Backdated life insurance premiums are sometimes used to lower premiums on a policy. Since an applicant's age is one of the factors used to calculate costs, it can help a person save on the cost of his or her coverage.
Factors Used to Determine Life Insurance Premiums
When an insurance company receives an application for coverage, it considers several factors when deciding whether to issue a policy and how much to charge in premiums. An individual who applies for a policy when he or she is relatively young will likely pay lower rates than someone who waits until their later years to get coverage.
Along with age, the insurer will look at an individual's health history and current health. Gender also plays a role in how much someone will be charged for life insurance coverage and the company will want to know if the person is -or ever was- a smoker for ratings purposes.
Age for Insurance Policy Purposes
Some insurance companies issue a policy based on the applicant's actual age. The price is calculated based on the individual's age on the date the policy was issued. This is the most straightforward way of doing so.
Age Nearest Birthday
Another way of calculating age for insurance purposes is to use the applicant's nearest birthday. Depending on when the application for coverage was made, the insurance company will assign an age to the applicant.
For example, if a person applies for coverage six months or less after his or her birthday, the insurance company may determine that his or her age is one year less than the applicant's chronological age. In a situation where the same person applies for a policy and will be having a birthday shortly after doing so, the insurance company may consider him or her to be one year older when calculating rates.
About Backdated Life Insurance Premiums
The nearest age calculation is what most insurance companies use when setting rates for coverage. It is possible for them to use backdated life insurance premiums, as well, and this method of calculating age helps the policyholder save money on the cost of his or her coverage. Backdated premiums reduce the applicant's age by one year and that small change can mean significant savings on the cost of life insurance coverage.

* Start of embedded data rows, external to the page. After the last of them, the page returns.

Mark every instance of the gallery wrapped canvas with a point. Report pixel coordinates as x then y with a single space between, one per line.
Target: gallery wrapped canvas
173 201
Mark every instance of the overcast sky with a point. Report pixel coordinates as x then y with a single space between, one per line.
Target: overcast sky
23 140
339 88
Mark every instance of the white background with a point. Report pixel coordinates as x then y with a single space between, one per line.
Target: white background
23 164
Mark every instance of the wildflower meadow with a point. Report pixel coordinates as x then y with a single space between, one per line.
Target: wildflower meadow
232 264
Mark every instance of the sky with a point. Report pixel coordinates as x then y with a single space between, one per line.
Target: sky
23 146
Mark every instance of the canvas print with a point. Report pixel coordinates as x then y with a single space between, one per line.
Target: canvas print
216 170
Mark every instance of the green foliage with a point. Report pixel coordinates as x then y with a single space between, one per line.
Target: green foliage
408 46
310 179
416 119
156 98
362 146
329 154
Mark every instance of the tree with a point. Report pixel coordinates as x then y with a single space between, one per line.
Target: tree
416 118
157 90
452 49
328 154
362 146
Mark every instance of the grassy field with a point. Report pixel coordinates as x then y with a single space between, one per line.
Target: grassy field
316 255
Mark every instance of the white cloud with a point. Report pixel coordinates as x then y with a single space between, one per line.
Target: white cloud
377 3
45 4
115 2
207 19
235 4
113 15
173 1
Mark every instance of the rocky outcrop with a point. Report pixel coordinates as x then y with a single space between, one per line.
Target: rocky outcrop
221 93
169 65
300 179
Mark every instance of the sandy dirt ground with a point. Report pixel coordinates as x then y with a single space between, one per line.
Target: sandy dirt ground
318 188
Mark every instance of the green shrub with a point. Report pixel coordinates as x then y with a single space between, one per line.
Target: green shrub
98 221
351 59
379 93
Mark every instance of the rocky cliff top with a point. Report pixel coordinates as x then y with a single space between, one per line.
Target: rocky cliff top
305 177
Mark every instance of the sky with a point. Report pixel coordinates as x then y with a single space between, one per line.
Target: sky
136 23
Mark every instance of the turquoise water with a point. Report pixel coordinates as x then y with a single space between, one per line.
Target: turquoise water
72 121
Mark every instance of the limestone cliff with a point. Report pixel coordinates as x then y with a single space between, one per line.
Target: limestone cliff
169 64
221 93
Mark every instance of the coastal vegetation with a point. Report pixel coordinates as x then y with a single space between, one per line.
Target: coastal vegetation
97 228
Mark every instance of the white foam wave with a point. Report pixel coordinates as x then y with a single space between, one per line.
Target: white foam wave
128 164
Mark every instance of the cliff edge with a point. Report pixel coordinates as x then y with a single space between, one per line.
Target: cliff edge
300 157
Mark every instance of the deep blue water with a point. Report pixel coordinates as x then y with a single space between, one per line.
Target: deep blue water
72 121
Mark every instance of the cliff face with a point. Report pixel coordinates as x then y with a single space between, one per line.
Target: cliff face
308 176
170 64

Here is an example of how backdating can benefit a person who is looking for coverage:
A person applies for coverage on September 1. His or her birthday is September 15 and the insurance policy is approved and issued on September 30. If the policy is backdated to September 14 (the day before the applicant's birthday), he or she can take advantage of lower rates.

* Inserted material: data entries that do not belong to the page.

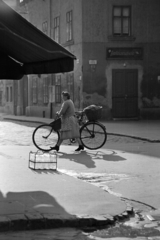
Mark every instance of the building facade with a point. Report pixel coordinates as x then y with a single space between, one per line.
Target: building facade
117 45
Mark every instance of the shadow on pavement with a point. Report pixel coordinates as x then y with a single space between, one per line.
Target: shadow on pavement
80 157
88 157
46 171
30 203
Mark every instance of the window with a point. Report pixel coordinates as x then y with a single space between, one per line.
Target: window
57 29
7 94
69 26
45 27
1 92
34 90
70 85
45 90
121 21
11 94
58 89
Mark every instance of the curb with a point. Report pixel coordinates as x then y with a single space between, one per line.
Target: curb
112 134
25 120
134 137
28 221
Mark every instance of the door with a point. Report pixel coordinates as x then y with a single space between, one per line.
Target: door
125 93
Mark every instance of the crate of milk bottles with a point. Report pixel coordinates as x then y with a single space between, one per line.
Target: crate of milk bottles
43 160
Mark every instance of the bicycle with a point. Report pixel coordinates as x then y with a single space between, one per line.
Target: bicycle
93 134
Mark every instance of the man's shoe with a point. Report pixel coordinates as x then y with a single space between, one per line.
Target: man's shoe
79 148
55 148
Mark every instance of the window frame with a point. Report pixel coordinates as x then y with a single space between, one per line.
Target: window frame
7 94
56 29
1 97
121 17
58 88
70 84
69 25
45 27
35 90
45 90
11 94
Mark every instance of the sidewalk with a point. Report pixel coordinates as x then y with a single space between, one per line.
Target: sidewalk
48 199
142 129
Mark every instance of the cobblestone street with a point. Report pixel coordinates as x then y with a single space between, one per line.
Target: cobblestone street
17 133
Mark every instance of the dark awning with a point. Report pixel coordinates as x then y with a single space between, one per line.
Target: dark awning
24 49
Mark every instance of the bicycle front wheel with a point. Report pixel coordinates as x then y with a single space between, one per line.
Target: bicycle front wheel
93 135
44 137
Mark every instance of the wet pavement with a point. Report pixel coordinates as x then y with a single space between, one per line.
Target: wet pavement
143 225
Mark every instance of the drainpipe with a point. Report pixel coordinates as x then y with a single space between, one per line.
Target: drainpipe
51 104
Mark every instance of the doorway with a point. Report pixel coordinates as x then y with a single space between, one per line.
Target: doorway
125 93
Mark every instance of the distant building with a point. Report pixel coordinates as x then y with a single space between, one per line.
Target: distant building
117 45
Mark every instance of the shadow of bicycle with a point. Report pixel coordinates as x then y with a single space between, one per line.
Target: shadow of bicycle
89 157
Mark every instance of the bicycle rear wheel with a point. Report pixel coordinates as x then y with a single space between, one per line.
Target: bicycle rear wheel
93 135
44 137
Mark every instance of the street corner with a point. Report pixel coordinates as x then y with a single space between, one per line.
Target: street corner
88 156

The disadvantage of life insurance premiums that are backdated is that the individual must pay for coverage as of September 14 in this example. The person is paying for coverage that didn't officially start until the policy was issued, which is September 30. In effect, he or she is paying for a couple of weeks worth of premiums and getting no benefit whatsoever.
When shopping around for life insurance coverage, a consumer should ask her agent whether a company offers backdated life insurance premiums to its policyholders. The savings in premiums over the life of the policy need to be calculated before deciding to buy a policy with premiums calculated in this manner.